Unter dem Motto „De-Heimatize it!“ zeigt der mit Beiträgen aus Theater, Kunst und Diskurs interdisziplinär angelegte „Herbstsalon“ Arbeiten von 40 KünstlerInnen. Alle setzen sich mehr oder weniger explizit mit dem Thema Heimat auseinander.

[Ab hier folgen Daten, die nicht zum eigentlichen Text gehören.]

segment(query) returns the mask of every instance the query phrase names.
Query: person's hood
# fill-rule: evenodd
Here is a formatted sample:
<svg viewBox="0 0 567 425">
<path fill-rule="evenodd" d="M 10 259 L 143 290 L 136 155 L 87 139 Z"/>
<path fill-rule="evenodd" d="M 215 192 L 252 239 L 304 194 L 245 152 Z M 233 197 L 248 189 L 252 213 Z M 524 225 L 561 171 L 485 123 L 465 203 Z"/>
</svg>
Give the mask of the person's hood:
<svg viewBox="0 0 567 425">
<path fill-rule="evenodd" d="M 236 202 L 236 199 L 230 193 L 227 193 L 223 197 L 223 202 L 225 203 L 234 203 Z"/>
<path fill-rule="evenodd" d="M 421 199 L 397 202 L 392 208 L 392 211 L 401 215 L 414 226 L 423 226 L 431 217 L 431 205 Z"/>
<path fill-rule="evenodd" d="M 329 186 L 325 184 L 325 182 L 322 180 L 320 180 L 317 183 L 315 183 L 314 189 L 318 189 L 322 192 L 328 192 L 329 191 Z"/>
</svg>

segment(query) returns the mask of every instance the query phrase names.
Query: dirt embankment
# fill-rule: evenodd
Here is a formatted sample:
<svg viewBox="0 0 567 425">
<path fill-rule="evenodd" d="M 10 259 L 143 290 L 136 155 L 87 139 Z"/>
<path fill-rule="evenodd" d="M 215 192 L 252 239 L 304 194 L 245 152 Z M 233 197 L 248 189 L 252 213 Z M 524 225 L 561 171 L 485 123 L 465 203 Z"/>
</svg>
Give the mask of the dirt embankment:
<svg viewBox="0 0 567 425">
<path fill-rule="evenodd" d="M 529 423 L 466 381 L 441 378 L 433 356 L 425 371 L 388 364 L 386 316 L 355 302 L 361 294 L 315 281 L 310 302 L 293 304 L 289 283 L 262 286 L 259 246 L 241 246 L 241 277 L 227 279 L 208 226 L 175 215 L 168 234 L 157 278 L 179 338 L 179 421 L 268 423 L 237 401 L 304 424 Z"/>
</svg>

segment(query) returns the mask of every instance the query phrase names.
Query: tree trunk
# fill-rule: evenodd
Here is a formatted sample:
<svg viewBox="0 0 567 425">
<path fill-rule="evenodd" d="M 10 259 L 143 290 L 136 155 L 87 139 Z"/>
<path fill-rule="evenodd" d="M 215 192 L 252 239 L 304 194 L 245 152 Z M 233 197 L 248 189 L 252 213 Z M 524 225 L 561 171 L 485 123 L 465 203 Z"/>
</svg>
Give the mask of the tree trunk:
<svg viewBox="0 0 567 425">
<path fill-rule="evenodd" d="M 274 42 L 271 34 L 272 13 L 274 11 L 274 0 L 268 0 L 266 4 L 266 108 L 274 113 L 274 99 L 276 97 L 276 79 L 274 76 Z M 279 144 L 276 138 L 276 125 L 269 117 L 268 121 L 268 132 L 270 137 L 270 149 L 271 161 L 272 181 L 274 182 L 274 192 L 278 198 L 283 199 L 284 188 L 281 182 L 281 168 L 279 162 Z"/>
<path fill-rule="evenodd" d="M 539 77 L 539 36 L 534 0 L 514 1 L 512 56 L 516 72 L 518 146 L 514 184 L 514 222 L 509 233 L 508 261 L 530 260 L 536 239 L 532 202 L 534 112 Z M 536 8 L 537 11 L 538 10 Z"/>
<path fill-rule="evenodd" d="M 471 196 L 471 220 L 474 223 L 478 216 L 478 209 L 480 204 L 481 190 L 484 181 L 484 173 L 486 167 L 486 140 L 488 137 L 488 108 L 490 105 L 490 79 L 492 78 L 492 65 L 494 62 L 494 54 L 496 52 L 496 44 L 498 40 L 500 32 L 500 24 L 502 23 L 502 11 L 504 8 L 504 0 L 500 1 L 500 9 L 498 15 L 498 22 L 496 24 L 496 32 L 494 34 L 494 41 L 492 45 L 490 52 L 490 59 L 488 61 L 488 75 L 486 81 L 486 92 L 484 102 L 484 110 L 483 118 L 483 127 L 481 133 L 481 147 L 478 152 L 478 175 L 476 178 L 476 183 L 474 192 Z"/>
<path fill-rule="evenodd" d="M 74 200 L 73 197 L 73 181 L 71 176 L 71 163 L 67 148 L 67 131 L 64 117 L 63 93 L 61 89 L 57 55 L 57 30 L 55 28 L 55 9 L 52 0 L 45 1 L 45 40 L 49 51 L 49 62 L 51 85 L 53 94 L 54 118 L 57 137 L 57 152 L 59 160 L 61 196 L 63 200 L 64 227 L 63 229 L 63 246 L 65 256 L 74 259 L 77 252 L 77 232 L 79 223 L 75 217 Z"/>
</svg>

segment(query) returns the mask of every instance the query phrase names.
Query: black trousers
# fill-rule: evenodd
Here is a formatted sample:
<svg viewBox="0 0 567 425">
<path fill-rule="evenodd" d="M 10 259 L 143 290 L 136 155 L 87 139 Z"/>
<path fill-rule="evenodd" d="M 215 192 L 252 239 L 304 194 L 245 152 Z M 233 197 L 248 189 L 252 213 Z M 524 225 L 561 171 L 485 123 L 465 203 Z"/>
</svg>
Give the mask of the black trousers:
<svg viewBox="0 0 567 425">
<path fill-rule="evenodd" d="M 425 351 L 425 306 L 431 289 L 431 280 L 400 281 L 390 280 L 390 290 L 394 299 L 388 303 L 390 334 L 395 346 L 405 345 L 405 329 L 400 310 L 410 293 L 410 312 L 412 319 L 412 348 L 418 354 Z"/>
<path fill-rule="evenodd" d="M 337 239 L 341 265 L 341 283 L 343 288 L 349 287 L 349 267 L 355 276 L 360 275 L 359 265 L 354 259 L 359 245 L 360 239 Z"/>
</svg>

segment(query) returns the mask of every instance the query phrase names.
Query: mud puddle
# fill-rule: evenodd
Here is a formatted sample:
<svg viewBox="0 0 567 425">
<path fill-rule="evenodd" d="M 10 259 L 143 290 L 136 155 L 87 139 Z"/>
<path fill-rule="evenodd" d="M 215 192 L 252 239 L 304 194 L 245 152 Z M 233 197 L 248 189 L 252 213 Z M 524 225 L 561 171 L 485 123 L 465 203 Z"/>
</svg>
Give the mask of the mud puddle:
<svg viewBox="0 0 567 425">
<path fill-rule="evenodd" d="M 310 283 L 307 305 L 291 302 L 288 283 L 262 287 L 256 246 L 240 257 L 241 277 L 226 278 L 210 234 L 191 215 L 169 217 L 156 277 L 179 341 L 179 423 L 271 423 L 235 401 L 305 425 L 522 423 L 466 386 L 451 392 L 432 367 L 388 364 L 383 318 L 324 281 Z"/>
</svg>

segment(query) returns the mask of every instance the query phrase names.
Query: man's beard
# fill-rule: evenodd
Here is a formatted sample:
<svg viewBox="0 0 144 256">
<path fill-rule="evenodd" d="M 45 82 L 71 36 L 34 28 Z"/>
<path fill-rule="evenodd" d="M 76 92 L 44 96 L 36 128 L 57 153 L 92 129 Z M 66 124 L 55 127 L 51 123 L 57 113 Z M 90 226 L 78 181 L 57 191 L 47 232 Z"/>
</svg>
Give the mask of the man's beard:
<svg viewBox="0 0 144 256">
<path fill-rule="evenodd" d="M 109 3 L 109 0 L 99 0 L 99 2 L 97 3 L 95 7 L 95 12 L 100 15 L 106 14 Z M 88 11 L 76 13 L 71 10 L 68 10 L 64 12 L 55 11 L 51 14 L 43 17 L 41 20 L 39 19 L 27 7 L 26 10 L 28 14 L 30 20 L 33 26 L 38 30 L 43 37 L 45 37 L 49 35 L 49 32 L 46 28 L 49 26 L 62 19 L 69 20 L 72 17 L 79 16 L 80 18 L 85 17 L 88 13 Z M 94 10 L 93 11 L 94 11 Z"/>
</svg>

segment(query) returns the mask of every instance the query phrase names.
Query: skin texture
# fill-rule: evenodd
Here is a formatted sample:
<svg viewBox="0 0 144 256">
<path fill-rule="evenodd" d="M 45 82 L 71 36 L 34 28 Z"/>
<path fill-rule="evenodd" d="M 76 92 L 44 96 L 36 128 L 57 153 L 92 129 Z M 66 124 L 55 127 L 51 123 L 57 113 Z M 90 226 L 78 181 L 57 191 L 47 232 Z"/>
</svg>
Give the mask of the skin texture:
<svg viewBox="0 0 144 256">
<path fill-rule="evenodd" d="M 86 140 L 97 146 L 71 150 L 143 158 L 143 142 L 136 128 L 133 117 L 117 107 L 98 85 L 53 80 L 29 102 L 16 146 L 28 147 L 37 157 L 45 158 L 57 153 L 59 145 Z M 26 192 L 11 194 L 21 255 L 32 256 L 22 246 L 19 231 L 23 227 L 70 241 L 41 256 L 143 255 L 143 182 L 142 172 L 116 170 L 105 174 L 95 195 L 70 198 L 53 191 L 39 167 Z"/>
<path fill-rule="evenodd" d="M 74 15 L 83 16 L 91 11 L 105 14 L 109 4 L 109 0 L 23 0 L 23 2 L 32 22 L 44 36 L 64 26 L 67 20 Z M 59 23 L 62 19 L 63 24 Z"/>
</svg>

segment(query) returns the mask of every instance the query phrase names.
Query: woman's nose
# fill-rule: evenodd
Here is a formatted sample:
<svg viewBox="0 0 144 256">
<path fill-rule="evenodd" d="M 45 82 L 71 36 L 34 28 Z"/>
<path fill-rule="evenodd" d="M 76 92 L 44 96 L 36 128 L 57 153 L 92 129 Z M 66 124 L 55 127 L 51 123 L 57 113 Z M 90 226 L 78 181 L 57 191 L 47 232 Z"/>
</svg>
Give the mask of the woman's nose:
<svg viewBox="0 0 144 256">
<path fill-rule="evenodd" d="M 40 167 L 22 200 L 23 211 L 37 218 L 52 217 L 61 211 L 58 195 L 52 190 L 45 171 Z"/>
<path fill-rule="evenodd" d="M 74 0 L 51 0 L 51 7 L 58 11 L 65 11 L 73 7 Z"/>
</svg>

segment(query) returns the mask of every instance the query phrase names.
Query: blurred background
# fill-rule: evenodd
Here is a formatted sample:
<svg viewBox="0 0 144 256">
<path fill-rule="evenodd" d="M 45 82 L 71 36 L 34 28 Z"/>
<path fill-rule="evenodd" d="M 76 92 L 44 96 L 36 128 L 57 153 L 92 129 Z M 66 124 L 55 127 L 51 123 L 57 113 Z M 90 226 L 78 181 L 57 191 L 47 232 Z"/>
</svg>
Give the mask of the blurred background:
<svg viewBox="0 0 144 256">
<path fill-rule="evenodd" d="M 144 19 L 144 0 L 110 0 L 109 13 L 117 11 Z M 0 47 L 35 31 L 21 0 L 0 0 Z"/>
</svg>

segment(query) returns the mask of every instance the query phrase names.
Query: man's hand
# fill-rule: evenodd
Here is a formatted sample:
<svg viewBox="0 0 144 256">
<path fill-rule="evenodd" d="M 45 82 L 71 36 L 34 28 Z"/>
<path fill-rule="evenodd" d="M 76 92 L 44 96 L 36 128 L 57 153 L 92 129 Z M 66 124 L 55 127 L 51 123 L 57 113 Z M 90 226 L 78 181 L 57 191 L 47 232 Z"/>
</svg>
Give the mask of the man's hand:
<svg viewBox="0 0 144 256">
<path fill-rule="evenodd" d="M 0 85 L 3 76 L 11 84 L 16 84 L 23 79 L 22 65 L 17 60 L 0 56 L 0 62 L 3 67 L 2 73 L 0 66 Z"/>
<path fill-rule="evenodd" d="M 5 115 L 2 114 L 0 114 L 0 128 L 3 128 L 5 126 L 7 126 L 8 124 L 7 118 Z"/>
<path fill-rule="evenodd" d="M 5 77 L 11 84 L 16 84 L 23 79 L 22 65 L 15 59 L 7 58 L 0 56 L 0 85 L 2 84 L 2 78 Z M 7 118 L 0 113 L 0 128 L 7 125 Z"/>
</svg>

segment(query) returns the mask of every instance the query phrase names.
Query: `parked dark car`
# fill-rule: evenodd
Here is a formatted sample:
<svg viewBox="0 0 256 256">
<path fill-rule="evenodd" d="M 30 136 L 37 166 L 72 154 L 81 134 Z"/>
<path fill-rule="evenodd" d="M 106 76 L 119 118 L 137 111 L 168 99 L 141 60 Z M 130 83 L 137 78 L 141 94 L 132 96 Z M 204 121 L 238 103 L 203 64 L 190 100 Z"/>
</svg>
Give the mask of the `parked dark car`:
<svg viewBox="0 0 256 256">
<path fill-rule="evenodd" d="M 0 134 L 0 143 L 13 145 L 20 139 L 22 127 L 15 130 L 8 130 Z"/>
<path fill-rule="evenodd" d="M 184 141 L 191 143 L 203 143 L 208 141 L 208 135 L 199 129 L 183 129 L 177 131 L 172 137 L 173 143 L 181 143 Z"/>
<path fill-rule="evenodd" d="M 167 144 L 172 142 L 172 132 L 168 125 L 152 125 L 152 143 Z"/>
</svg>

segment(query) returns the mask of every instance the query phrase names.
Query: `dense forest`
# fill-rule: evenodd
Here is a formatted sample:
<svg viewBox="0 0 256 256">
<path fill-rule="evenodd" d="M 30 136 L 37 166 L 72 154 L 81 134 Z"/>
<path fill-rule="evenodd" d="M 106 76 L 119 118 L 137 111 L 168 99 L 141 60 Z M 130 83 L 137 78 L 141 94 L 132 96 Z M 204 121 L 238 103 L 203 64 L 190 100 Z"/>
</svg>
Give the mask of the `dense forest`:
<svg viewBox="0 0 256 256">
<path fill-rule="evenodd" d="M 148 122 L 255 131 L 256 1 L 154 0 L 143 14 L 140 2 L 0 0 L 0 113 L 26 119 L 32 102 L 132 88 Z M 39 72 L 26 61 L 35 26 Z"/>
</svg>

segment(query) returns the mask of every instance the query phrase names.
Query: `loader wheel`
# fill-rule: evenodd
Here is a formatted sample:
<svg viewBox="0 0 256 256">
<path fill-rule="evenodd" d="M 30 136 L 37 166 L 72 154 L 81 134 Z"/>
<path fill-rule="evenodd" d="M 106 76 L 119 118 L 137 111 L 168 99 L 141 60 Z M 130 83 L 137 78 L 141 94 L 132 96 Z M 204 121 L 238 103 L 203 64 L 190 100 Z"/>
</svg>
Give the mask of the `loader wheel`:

So lange ist es nicht her, dass dieses Thema im deutschsprachigen Raum nur noch im Kontext von kitschiger Nostalgie eine Rolle spielte, heute aber ist „Heimat“ als Gegenbewegung zu den transnationalen Effekten der neoliberalen Globalisierung erschreckenderweise wieder ein virulenter politischer Topos. So ist der Begriff bekanntlich ein Kernstück der Ideologie des Rechtspopulismus und jüngst wurde in Deutschland das Wort Heimat dem Titel des Bundesministeriums des Inneren hinzugefügt. „De-Heimatize it!“ kritisiert nicht nur die desaströsen Folgen dieser Entwicklung – also z. B. weltweit grassierende Fremdenfeindlichkeit inklusive rassistischer Auswüchse – sondern sucht zudem nach neuen Entwürfen von kollektiver Zusammengehörigkeit, beides vor allem aus feministischen Perspektiven.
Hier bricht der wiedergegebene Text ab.